Dopo opinioni più o meno sensate su mattoni pilastri della narrativa mondiale, volti a sviscerare temi pallosi di fondamentale importanza per il genere umano, eccomi alle prese con un libro che tratta solo ed esclusivamente di divertimento. Questo è un romanzo che stimola quel senso di meraviglia (no, non lo dirò in inglese, anche se fa figo!) che prova un bambino se gli racconti una storia di viaggi interstellari e lo scontro con terribili mostri alieni.
Perciò, prima di continuare la lettura, è meglio se verifichi di appartenere o meno a una delle categorie per cui questo romanzo non è indicato.
Questo libro non è per te se:
- cvedi che la fantascienza non sia navvativa
- pensi che la fantascienza naif, col suo positivismo, con le sue soluzioni geniali quanto ai limiti dell’assurdo, sia una cagata
- credi che un libro debba per forza sollevare questioni pesanti come la Bibbia
- inorridisci alla frase “questo libro è divertente”
- credi che dopo “questo libro è divertente” arrivi una spiegazione ragionata, con citazioni almeno da Hegel, sul concetto di divertimento applicato alla narrativa e, nello specifico, al romanzo in oggetto e che dia una ragione sensata del perché sia moralmente giusto divertirsi durante la lettura (e anche dopo)
- vai in shock anafilattico quando capisci che la spiegazione non arriverà
- giudichi una razza inferiore le persone che si limitano all’utilizzo di “bello” e “mi piace”, riferito a un’opera, senza lanciarsi in una critica ragionata, al cui confronto persino Kant si taglierebbe le palle
…ma soprattutto…
- se non ti piace una storia di viaggi interstellari e lo scontro con terribili MOSTRI ALIENI!
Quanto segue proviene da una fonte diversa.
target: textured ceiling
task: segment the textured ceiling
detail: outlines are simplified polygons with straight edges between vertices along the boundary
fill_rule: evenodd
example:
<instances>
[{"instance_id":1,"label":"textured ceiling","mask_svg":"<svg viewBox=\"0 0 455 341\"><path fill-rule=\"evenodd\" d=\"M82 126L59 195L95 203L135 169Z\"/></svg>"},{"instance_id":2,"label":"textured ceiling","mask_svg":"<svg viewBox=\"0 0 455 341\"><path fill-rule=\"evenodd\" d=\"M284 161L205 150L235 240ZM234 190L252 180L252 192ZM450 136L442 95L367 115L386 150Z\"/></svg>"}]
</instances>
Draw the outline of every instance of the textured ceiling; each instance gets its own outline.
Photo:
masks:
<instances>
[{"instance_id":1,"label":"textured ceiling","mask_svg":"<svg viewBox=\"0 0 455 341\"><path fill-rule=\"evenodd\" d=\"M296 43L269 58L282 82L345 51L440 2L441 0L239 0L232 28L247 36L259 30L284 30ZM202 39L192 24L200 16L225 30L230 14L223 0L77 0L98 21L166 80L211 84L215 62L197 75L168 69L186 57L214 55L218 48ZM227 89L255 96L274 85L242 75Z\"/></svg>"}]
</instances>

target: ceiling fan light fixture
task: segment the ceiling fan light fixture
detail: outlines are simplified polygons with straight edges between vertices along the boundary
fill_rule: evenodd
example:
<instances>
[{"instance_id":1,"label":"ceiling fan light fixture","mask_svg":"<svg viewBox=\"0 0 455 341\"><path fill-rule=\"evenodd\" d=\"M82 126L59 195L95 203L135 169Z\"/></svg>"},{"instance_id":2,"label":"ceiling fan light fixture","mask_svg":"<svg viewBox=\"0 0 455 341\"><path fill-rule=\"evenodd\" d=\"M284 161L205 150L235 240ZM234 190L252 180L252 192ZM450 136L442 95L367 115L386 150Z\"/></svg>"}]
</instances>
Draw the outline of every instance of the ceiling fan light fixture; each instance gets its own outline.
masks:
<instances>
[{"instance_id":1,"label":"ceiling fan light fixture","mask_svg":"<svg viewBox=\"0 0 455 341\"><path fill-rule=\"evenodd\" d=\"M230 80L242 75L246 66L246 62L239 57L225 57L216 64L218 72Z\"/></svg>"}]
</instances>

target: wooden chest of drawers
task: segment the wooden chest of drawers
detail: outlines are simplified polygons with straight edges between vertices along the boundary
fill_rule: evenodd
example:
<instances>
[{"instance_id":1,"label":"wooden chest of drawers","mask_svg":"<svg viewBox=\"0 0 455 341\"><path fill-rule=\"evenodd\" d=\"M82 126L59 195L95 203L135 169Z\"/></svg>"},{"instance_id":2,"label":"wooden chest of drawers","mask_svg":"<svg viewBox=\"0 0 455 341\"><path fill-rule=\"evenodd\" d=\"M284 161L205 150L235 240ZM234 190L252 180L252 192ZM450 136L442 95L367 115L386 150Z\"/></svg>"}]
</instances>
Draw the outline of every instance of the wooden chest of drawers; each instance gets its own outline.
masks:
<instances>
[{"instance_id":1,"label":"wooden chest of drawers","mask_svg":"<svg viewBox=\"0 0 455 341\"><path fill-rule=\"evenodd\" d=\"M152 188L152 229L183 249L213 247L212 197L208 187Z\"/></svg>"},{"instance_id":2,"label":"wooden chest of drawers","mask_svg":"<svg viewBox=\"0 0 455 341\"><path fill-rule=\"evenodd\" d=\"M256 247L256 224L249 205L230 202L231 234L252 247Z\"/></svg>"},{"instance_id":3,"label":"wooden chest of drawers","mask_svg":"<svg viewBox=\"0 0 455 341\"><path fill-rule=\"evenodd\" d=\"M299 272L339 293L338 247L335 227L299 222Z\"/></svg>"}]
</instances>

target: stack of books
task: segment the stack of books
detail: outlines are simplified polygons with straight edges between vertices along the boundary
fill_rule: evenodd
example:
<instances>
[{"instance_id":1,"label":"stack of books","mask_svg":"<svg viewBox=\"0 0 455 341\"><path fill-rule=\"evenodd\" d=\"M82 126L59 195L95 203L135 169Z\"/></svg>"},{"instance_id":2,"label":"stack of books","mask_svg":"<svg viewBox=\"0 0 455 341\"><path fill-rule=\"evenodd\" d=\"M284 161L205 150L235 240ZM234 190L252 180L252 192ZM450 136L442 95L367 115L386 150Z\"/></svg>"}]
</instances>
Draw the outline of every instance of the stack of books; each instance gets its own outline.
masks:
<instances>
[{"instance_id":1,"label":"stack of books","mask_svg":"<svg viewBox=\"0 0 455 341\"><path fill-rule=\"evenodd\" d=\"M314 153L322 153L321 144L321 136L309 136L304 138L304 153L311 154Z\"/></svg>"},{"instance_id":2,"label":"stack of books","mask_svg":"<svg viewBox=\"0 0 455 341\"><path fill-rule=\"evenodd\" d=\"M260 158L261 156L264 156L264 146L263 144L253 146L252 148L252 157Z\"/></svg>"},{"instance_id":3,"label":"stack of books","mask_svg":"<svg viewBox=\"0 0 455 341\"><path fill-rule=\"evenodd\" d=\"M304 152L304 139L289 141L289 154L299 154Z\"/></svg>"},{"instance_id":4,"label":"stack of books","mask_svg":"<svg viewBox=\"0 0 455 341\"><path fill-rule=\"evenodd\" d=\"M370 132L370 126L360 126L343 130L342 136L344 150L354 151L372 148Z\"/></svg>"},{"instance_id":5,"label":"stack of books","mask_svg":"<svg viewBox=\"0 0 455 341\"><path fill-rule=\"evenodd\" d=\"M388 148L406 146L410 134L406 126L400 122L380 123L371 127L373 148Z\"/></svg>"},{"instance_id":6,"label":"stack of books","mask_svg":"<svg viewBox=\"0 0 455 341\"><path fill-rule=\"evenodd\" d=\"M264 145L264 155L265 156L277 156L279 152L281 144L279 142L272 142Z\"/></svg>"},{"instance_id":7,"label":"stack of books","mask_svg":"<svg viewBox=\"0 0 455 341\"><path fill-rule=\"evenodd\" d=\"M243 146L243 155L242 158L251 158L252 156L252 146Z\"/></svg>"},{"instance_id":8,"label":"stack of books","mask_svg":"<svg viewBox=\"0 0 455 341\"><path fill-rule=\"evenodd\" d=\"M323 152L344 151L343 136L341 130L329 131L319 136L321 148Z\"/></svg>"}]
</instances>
Tutto qui? Non proprio, ma quasi.
Aiuta se dico che questo romanzo è un pilastro della fantascienza, che è un fondamento della space opera, che da qui è stata tratta ispirazione per l’alieno più famoso e letale della fantascienza (se hai pensato E.T., esci subito da questo blog!), che rimani incollato alla pagina, nonostante evidenti debolezze della trama e della scrittura?
Van Vogt ha sempre qualche pecca qua e là, qualche soluzione talmente pacchiana, o ai limiti dell’assurdo, da fare storcere il naso a chi ama la trama rigorosa.
Ma che ci frega? Ci sono i mostri!
Siamo lontani dall’introspezione psicologica, semplificata nella domanda “i mostri sono tali in quanto tali o siamo noi a giudicarli così in quanto diversi?”, fino alla pallosa autocritica, che sinceramente ha rotto i coglioni, come in tante storie di Dylan Dog de: “i mostri siamo noi che non capiamo il diverso che c’è nel mostro” (fiirulì, firulà…speriamo non ci siano fan di Dylan Dog nei paraggi…)
Niente di tutto questo. I mostri sono mostri. Creature aliene con in mente di distruggerti, mangiarti o riprodursi. E se proprio hai sfiga, riprodursi mangiandoti!
Niente spazio per fini tentativi di comprendere la diversità del mostro. La domanda qui è: sopravviviamo noi o loro? E niente drammi morali se si uccide l’ultimo esponente di una millenaria razza intergalattica!
E allora, chi sono i mostri?
E perché in quest’ultima frase sembra che mi rimangi tutto quello che ho appena scritto?